Benjamin Brewer’s Arcadian runs on the sort of day/night mechanic found in many survival video games. When the sun is up, it’s an intimate family drama featuring a trio of strong performances and a script that never says more than it has to. And when the sun goes down, it turns into a strikingly effective creature feature, starring some of the most inventively designed and viscerally realized monsters to scuttle across the screen in some time.
Arcadian takes place in a patch of idyllic countryside that lives up to the film’s title. Paul (Nicolas Cage) and his twin sons, Joseph (Jaeden Martell) and Thomas (Maxwell Jenkins), live in a farmhouse surrounded by rolling green hills. It’s an inviting, peaceful place, but as sundown approaches, Paul anxiously corrals his boys back into the farmhouse and the three of them reinforce every door and window with hefty wooden shutters. We can tell from the swift way they go about this process that they’ve done it a thousand times before. And we can tell from Paul’s strained expression that whatever they’re trying to keep out is very, very bad.
After a few years of transforming himself into vampires, cue-balled cowboys, and paunchy dream-invaders, Arcadian finds Cage operating in a much more realistic register. There are hints of his Pig character in Paul’s gruffy style of parenting, and he’s still a force to be reckoned with as an action hero. When he steps in to deal with a threat or solve a problem, he seems invincible. The fact that he’s far and away the most famous person in Arcadian also works to the film’s credit, lending Paul a sort of mythic quality that’s felt all the more keenly in his absence.
Arcadian teases out the reveal of its creatures at just the right pace, building tension without stringing us along too far. First, we only see the signs they’ve left behind, like the deep scratches gouged into the farmhouse’s front door. Then we start to catch flashes of them—a gray, spindly hand here, a snapping jaw there. And, then, one of them finally comes creeping into a well-lit room, at which point you may wish that it would go back into the darkness.
“We must always stay vigilant,” Paul warns his sons at one point. Their security procedures have protected them since the boys were babies, but he knows that a single slip-up will leave them all dead. But teenage boys are, in some ways, much harder to protect than infants.

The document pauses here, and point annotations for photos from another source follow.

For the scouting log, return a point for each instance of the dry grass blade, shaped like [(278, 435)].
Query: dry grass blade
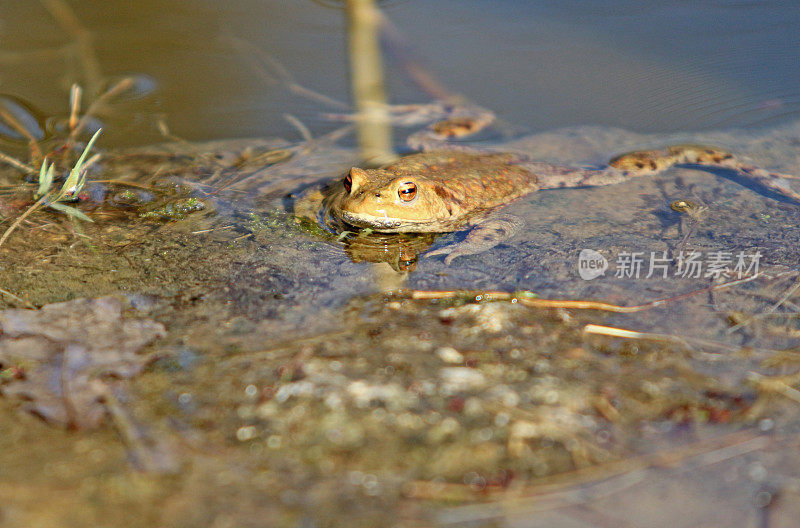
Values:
[(528, 298), (23, 216), (686, 342)]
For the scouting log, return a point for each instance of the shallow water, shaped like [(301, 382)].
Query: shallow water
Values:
[(287, 372)]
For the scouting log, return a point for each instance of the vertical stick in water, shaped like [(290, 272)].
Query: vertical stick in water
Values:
[(366, 82)]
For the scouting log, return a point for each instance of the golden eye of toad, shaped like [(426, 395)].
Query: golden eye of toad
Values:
[(407, 191)]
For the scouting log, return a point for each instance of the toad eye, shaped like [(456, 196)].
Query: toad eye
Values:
[(407, 191)]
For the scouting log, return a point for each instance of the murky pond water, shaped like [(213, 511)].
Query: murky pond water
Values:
[(201, 354)]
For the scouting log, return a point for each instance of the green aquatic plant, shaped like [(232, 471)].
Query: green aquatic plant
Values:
[(69, 189), (47, 196)]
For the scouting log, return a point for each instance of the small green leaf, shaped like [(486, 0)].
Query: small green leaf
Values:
[(76, 179), (70, 211), (46, 175)]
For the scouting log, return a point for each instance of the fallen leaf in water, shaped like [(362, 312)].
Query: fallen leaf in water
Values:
[(63, 347)]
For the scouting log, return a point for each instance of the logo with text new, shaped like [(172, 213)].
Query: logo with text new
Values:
[(591, 264)]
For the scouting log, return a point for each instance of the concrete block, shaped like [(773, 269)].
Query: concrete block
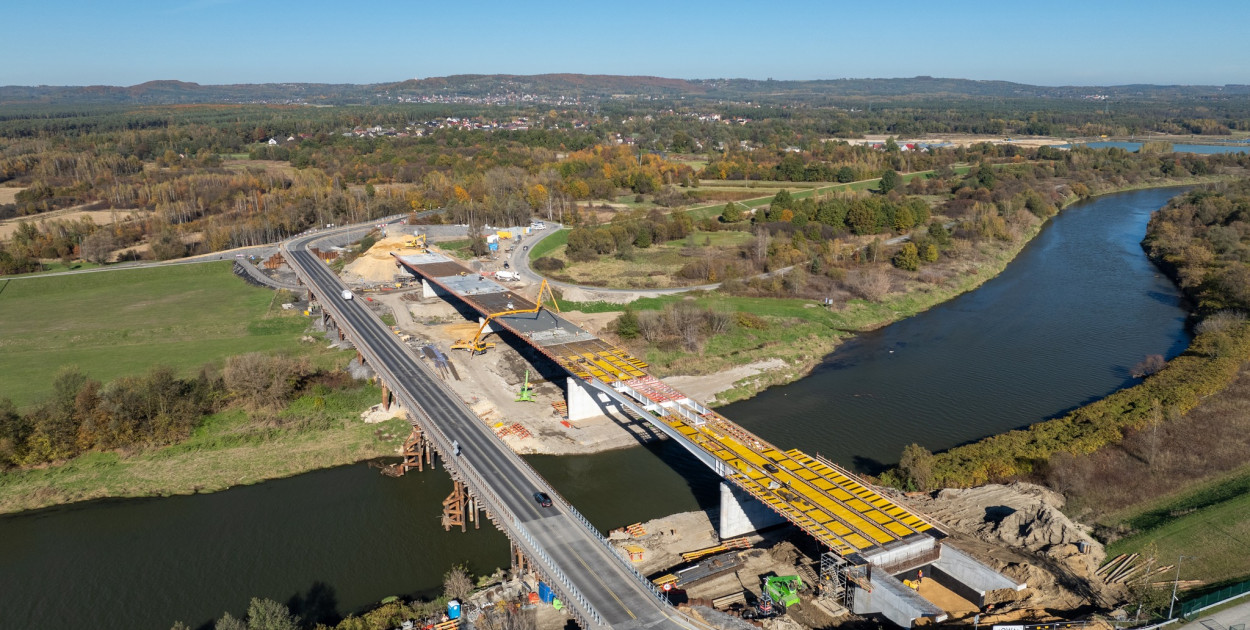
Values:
[(741, 514), (895, 601), (585, 401)]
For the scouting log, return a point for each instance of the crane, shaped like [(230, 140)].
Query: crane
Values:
[(476, 345)]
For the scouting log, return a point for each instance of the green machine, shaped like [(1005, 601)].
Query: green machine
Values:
[(526, 394), (783, 589)]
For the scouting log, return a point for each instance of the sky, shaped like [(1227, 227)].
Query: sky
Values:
[(361, 41)]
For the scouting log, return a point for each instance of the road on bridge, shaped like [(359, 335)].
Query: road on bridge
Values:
[(615, 593)]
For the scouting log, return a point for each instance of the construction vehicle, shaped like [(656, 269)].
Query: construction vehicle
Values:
[(783, 590), (526, 394), (418, 241), (478, 346)]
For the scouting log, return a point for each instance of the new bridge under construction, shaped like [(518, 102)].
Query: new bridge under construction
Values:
[(868, 538)]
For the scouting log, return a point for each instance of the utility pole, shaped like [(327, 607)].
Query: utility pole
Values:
[(1175, 584)]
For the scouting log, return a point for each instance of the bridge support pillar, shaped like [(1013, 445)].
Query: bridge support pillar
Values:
[(416, 451), (743, 514), (520, 564), (585, 403), (454, 508)]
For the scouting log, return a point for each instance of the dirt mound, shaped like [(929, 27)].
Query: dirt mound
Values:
[(378, 265), (1019, 530)]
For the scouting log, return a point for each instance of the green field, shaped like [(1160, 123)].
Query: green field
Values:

Joseph is the more introverted of the two, a scientifically minded kid who’s determined to devise some way to overcome the monsters and doesn’t mind taking a few risks in the name of research. Thomas’s interests lie further afield—at a neighboring farm, to be specific, where a red-headed beauty, Charlotte (Sadie Soverall), has caught his eye. Joseph and Thomas know that they should never stay out past sunset, but that knowing happens inside an adolescent brain that can’t quite be trusted to accurately weigh risks against the prospect of a passion project or a pretty girl.
Perhaps expectedly, disaster strikes, with Joseph and Thomas left to fend for themselves after their father is gravely wounded. It’s a straightforward, streamlined plot, and Arcadian never feels the need to overburden itself with excessive backstory. We don’t know much of who Paul was before the world fell apart or exactly how humanity came to be hunted by these nightmarish beings. We don’t know how many survivors there are, or what the world looks like beyond this small, pastoral portion of it. And we don’t need to know any of that either.
From here, Arcadian rockets toward an action-packed finale filled with inventive touches, including more meaty effects work. Even as the shotgun shells start flying, it makes time for the quiet dramatic moments that carry its family drama forward amid the carnage. All told, it’s an extremely well-crafted survival tale. And while it might seem like a film that doesn’t reinvent the wheel, the bombastic sequence that closes out its climactic battle actually does that too.